A Europa comprometera-se a providenciar uma grande solução para três problemas relacionados: seu sector bancário em colapso, o problema com a dívida pública italiana e espanhola (e seus efeitos potencialmente catastróficos sobre a classificação triplo A da França) e a abandonada economia grega. Nada dito foi sequer remotamente abordado na noite passada. O sector da banca exigia recapitalização agressiva e compulsória a um nível europeu central. Isso não acontecerá. (Não só a soma reservada para isso é fraca como, primariamente, serão dadas aos banqueiros uma multidão de possibilidades para se esquivarem à perda de controle sobre o seus bancos em bancarrota através de vários meios que farão da recapitalização uma letra morta).
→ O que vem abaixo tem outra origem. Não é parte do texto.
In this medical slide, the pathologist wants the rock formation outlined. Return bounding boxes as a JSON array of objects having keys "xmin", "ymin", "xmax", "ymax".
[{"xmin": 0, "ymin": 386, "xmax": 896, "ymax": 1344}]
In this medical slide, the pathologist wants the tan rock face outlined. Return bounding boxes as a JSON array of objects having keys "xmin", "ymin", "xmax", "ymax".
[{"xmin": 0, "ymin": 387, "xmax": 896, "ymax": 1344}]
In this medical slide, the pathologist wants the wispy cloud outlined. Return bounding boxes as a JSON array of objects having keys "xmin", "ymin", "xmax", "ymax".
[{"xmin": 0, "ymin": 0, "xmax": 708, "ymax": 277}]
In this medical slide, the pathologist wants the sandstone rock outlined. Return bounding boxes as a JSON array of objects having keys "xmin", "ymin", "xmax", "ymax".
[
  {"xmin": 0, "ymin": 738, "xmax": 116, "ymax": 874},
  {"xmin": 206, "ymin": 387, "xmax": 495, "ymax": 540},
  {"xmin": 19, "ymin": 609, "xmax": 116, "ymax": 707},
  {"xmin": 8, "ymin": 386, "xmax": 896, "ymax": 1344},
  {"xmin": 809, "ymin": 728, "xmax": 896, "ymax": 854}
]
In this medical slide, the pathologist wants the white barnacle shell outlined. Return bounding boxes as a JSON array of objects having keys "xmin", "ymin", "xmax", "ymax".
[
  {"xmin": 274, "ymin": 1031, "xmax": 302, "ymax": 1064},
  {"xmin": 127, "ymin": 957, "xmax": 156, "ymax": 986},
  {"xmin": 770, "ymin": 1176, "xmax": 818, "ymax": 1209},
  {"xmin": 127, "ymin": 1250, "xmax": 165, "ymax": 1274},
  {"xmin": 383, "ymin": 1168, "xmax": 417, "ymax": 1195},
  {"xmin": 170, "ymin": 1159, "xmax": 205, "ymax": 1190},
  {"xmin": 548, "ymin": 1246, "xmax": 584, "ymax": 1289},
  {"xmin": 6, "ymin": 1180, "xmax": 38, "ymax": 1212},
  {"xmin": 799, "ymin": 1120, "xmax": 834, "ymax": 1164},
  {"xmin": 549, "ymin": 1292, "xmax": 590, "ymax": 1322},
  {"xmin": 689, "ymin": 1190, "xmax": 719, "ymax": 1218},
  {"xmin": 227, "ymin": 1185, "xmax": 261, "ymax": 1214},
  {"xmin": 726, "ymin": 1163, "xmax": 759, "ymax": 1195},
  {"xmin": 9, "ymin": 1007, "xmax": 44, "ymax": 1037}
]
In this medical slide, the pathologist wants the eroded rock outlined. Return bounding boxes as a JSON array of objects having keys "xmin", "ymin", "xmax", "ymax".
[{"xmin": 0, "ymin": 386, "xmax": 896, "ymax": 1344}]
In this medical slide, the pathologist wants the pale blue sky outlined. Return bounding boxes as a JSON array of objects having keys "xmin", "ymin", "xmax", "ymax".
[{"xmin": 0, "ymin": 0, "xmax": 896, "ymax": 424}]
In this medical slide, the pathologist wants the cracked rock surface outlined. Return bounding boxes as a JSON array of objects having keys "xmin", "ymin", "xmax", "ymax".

O EFSF com esteróides anabólicos (a qual é o que a sua versão privada de capital alavancado virá a ser) que foi anunciado não diminuirá o fardo sobre a Itália (nem remove as nuvens escuras sobre a França). Finalmente, o corte (haircut) grega é uma mero estojo vazio de um número (50% é a regra empírica acordada na primeiras horas da manhã, só a fim de ter um número) uma vez que está baseado numa série de suposições ridículas e acordos que têm de ser tratados com os banqueiros que os políticos estão longe de completar.

E portanto a Crise continuará ao longo do seu caminho actual, ultrapassando as últimas defesas da eurozona na sua trajectória para a desintegração final. Em suma, aqueles de nós que ficaram a observar e ouvir, com as antenas viradas para a Bélgica, simplesmente desperdiçaram uma boa noite de sono.